Sérgio Gil é doutor em Ciências Políticas pela Universidade de São Paulo (USP) e, atualmente, professor das Faculdades Rio Branco. Especialista em África do Sul, atendeu a Gazeta do Povo para falar sobre os reflexos que a Copa do Mundo deverá ter no país-sede e como está a situação política da África do Sul. Na opinião de Gil, uma coisa é certa: "A Copa mostrará todas as mazelas do povo sul-africano".

O que a Copa pode significar positivamente para a África do Sul?

É o reconhecimento de um esforço que a África do Sul vem fazendo desde o término do apartheid para a implantação de uma democracia plena. Isso é bastante positivo, já que é a primeira vez que a Copa será realizada no continente africano e, sem dúvida, no país mais importante. Nesse ponto, há também a importância econômica de um evento como esse, que certamente irá refletir no país.

E negativamente?

Vai focalizar fortemente todos os dramas e desigualdade que o país enfrenta. A questão da miséria, doença... O apartheid trouxe uma diferenciação social muito grande. Se agora existe uma elite negra que ascendeu ao poder e também economicamente, por outro lado existe uma população bastante em­­pobrecida. E aí o empobrecimento é indiscriminado, pois também há brancos pobres, não só negros. São dilemas típicos de um país em desenvolvimento. O monopólio da riqueza e uma vastidão de pobreza.

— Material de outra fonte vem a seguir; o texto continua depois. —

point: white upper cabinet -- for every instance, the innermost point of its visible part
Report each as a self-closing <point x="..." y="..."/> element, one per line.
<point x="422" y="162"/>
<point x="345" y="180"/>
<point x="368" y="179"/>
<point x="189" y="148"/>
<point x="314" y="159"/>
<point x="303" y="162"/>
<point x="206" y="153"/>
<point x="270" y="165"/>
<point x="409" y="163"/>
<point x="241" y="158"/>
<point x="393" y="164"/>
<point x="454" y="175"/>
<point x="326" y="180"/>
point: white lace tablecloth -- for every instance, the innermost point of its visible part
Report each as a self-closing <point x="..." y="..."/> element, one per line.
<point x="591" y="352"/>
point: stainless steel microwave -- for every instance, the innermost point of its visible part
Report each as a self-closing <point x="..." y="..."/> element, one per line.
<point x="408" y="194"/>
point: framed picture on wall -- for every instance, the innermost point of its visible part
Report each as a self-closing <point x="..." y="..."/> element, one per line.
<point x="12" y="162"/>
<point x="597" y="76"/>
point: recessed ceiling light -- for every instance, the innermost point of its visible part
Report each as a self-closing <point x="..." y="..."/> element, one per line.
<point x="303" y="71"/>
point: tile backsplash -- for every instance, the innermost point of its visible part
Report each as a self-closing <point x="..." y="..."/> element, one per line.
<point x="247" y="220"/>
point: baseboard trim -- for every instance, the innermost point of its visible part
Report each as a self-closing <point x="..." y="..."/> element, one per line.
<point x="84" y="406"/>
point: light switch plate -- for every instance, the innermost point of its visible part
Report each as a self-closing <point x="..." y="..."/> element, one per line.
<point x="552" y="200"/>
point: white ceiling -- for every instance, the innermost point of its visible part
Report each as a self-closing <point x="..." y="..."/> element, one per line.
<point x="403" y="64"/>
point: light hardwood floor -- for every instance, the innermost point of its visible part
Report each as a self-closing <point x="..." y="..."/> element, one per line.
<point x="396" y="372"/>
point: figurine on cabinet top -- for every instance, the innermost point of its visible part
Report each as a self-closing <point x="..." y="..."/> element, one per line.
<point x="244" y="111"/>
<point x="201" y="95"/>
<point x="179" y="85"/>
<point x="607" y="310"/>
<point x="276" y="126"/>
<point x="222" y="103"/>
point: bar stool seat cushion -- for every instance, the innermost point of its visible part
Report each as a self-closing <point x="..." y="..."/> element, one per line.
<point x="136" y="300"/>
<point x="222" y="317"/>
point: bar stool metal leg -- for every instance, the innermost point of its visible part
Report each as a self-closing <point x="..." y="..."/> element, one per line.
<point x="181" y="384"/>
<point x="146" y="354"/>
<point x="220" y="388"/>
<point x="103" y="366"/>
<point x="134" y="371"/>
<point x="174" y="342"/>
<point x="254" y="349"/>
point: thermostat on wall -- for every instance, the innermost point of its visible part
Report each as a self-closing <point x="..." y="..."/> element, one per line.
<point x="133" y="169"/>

Quando o senhor fala em doença, pode-se dizer aids?

Principalmente. É a questão que agrava o problema social da África da Sul. A aids dizima grande parte da mão de obra do país e da população economicamente ativa. Além do mais, é um problema de difícil solução, principalmente por ser associado a questão da crendice, que acaba inviabilizando os programas de prevenção.

Voltando à questão da discriminação, o Mundial pode ajudar ou o senhor acha que o fim do apartheid já resolveu isso?

Evidentemente que não se resolve em 20 anos o que durou desde os tempos da colonização. Existe hoje uma maior integração, mas essa integração ocorre muito mais entre as classes mais favorecidas. Com a ascensão da elite negra, hoje ela mora em bairros que antes eram exclusivamente de brancos, principalmente nas grandes cidades... A capacidade de inserção da população no sistema econômico e social ainda é muito precária, apesar das três gestões do CNA [Congresso Nacional Africano, partido de Mandela]. A Copa vai mostrar bem isso mais fortemente, embora a África do Sul não precise apenas de Copa para expor as suas mazelas.

Qual a real influência de Nelson Mandela no país atualmente?

É uma reserva moral. Continua sendo um líder político ainda, mas sem ter exatamente o poder. Os dois sucessores dele são bem aquém e personagens um tanto quanto, no sentido pejorativo do termo, folclóricos. Nenhum tem postura dele, de um estadista. São personagens que mais figuram no campo do grotesco, do prosaico. Ficou um grande vácuo. Ele ainda é a reserva moral, mas que não pode evitar determinadas coisas até certo ponto constrangedora. A questão do combate a aids é uma delas. O próprio presidente atual [Jacob Zuma] sempre in­­centiva e de­­monstra o conservadorismo nesse ponto – leia-se aqui crendice.